And so I would argue that. I think our medical professionals are really.

They can be pretty accurate. And in fact, I'll prove it to you by saying that there is one study where they studied over a hundred, almost 200 DCD donors who didn't pass, and they followed them and they didn't recover.

None of them recovered. They may have taken longer to pass,

but they never recovered neurologic function,

and they never were able to speak and wake up again and such.

So that study is an interesting study that is cited in the white paper as well.

And I think it's an important one to,

I want to say, reassure the public. But I know that there's also always evidence the other way.

But for the most part,

we're really, really good at being able to define who might be a great donor and who might not be. But we're not very good at the particular amount of time it takes.

And so it will require a large community of a specialist to be able to create definitions that make everyone comfortable.

Kim Krawiec: That's really helpful because if I'm understanding correctly,

this is not that this is an unreasonable concern.

It is a concern, though,

that permeates transplantation and in some ways, medicine more generally. And it is the type of decision that we currently do and always have trusted medical professionals to make and have.

This isn't particularly different in that respect.

Is that a fair.

Thao Galvan: Oh, absolutely. I mean, we have philosophers who will argue that one live neuron does not count as brain death.

And then you'll have other specialists and professionals arguing in the same room saying, that's absolutely insanity. That's absolute insanity. Like, how can you be so pedantic about it? But, you know, that's.

That's the breadth of sentiment. And, you know, it's really where you draw the line. And I think that that line is kind of looks black and white from the public, but is actually can be Gray as we parse it all out.

And I think that's why there's a lot of consternation in implementation of IDD is because it's requiring that we, we really define a little bit more that line that you and I are discussing so that we can make sure that most people are very comfortable and that nobody goes to jail and that nobody commits murder and,

you know, all the important things.

Kim Krawiec: All the important things.
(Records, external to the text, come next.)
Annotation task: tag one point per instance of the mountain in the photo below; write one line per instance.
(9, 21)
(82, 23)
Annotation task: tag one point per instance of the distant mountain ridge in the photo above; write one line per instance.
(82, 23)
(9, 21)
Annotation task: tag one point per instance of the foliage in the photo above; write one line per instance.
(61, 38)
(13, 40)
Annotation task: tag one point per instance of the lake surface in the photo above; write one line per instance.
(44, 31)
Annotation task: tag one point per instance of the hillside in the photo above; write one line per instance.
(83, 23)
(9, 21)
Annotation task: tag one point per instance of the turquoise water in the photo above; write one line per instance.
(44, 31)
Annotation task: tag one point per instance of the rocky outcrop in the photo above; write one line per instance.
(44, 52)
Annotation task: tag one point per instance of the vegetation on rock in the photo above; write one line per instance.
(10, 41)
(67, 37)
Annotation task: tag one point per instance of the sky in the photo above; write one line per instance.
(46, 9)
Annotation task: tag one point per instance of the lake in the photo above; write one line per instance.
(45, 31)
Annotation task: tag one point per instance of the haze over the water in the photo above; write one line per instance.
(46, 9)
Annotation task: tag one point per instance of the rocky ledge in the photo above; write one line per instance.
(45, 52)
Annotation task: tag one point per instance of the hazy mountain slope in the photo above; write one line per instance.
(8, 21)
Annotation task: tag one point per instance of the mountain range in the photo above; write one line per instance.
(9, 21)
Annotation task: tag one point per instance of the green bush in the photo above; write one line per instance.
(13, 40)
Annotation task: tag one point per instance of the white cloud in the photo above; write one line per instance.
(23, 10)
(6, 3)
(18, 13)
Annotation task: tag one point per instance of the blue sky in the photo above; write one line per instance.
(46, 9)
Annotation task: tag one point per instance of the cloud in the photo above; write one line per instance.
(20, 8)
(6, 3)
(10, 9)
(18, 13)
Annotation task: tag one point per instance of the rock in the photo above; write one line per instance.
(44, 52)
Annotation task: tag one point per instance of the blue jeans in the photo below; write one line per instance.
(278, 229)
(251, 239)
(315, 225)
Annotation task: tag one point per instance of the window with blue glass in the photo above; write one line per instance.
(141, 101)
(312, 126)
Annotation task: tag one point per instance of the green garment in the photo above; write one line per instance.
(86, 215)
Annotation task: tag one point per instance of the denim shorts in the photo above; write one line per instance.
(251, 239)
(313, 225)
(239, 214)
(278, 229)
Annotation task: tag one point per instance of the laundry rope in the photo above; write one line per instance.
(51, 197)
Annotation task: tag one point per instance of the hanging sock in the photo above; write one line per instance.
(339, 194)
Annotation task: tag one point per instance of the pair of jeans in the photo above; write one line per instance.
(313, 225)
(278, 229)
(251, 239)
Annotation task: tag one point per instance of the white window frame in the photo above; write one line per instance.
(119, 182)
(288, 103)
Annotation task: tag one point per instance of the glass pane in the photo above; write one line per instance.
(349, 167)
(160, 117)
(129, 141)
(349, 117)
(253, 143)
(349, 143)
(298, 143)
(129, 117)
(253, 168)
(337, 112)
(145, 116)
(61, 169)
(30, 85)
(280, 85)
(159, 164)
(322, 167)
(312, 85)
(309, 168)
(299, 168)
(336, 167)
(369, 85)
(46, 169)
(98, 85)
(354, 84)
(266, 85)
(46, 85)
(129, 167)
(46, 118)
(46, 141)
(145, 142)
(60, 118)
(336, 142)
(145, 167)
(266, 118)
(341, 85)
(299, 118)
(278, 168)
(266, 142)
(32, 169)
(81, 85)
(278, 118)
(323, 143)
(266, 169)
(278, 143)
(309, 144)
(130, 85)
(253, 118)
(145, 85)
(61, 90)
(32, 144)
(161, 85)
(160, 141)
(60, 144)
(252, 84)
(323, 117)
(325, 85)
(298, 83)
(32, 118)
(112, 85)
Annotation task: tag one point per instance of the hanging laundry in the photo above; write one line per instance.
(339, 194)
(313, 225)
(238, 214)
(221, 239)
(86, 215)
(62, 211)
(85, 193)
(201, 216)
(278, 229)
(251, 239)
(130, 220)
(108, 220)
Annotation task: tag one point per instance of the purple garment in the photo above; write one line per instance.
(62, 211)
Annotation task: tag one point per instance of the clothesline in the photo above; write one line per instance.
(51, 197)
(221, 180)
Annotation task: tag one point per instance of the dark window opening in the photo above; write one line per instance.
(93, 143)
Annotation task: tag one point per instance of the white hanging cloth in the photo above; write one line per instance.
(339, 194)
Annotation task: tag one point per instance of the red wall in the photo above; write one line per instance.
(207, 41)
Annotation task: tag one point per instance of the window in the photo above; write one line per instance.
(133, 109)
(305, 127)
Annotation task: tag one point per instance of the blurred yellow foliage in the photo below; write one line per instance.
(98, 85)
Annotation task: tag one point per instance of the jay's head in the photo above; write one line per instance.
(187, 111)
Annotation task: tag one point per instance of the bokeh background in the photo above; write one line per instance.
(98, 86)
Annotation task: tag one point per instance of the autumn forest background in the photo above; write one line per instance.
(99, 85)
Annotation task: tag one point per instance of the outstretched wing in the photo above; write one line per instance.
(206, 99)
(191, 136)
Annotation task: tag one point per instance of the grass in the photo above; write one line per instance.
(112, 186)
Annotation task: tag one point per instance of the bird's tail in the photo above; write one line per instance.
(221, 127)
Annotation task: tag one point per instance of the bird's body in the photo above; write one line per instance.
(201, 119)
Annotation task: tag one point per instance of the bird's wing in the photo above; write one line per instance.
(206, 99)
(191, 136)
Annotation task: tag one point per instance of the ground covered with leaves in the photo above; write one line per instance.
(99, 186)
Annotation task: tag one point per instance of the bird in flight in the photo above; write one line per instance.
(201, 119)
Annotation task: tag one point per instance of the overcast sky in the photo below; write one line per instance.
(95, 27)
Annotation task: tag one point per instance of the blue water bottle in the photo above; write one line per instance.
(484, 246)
Tal, do you have other objections you want to address or do you want to turn it to Kathy to.

Thao Galvan: I think Kathy could speak probably better on this. Certainly there are a lot more if we to want go into the weeds. And I'm happy to entertain any questions that any of your listeners or anybody on the, on the planet has.

But let's hear what Kathy has to say.

Kim Krawiec: Yeah, Kathy, let's turn to you. I would like to get your perspective on some of the objections, including notions about the loss of confidence and the transplant process and in part because you saw it up close.

But any, actually, any of the aspects of objections to this that you would like to speak to would be welcome.

Kathy Osterrieder: So one thing I can tell you, when Bob was in treatment for his medical condition that started with double vision problems and increased cranial pressure and he was getting shunts,

and I think it was over a year that he was in treatment.

And then it was when he had his third shunt replacement in May of 2012 that things went south. And he ended up overnight,

the day after surgery on life support,

and he was not expected to survive.

I was told before I went home that, you know, things are not looking good and,

you know, they were expecting him to pass. And they asked me if he was a registered organ donor. And I said,

you know,

yes. I'm like, you know,

90 plus percent positive he's a registered organ donor. And they said, okay, we don't think anything's going to happen immediately, but go home, try to get a good night's sleep,

but bring his driver's license in in the morning.

Well,

thankfully, overnight, his condition improved and he gave a thumbs up, which in neurological arenas is a huge,

huge improvement.

You know, showed that he was able to hear and things improved. That was the last conversation that I had with anyone about organ donation. That was May of 2012.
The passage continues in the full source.